Extending Video-ChatGPT - long videos, pixel grounding, and audio context

Video-ChatGPT was designed around short clips. On long videos (multi-minute), token budgets exploded and frame-level attention degraded; meanwhile the model had no audio channel, so dialogue and ambient sound that often disambiguate a scene were invisible to it.

2023

Approach

Built three extensions on top of Video-ChatGPT. Token compression along the lines of MovieChat and Token Merging to make long videos fit, pixel-grounded outputs so the model could point to objects rather than just describe them, and an audio path that transcribed the source audio with Whisper and concatenated the transcript into the language context. Evaluated on long-video scenarios where the baseline degraded.

Why these three extensions

Each addressed a separate failure mode. Token explosion on long videos is a budget problem: MovieChat and Token Merging compress redundant frame tokens. Lack of grounding is a precision problem: pixel-level outputs let the model say that car, not just a car. Lack of audio is an information problem: speech and ambient sound carry meaning the visual stream alone misses.

Where Whisper fit

Audio-to-text transcription was the cheapest way to plug an audio channel into a VLM that had none.

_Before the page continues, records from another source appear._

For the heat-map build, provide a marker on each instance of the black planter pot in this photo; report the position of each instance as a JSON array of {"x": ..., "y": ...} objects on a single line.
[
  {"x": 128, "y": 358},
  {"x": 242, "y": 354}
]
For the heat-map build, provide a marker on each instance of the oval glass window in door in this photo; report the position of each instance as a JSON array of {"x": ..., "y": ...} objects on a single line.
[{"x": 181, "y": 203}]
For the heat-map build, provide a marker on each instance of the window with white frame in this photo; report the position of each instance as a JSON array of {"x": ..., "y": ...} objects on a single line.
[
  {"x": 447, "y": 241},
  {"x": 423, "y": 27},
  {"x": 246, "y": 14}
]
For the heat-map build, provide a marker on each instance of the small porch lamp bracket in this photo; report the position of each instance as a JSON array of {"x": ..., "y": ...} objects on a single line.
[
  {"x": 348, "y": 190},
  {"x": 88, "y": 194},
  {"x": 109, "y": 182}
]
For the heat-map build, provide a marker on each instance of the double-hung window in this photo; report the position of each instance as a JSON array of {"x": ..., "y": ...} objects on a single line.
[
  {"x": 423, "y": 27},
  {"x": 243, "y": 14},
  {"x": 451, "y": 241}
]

The transcript joined the language context, so the existing language stack handled it without retraining. Imperfect (Whisper's errors propagate), but a useful baseline before considering a learned audio encoder.

Where it broke

Long-video evaluation was thinner than I wanted. The benchmarks for multi-minute video QA were sparse in 2023, so the comparison was qualitative on hand-curated cases more often than ideal. The Long-form Video QA benchmark project that followed was partly a response to that gap.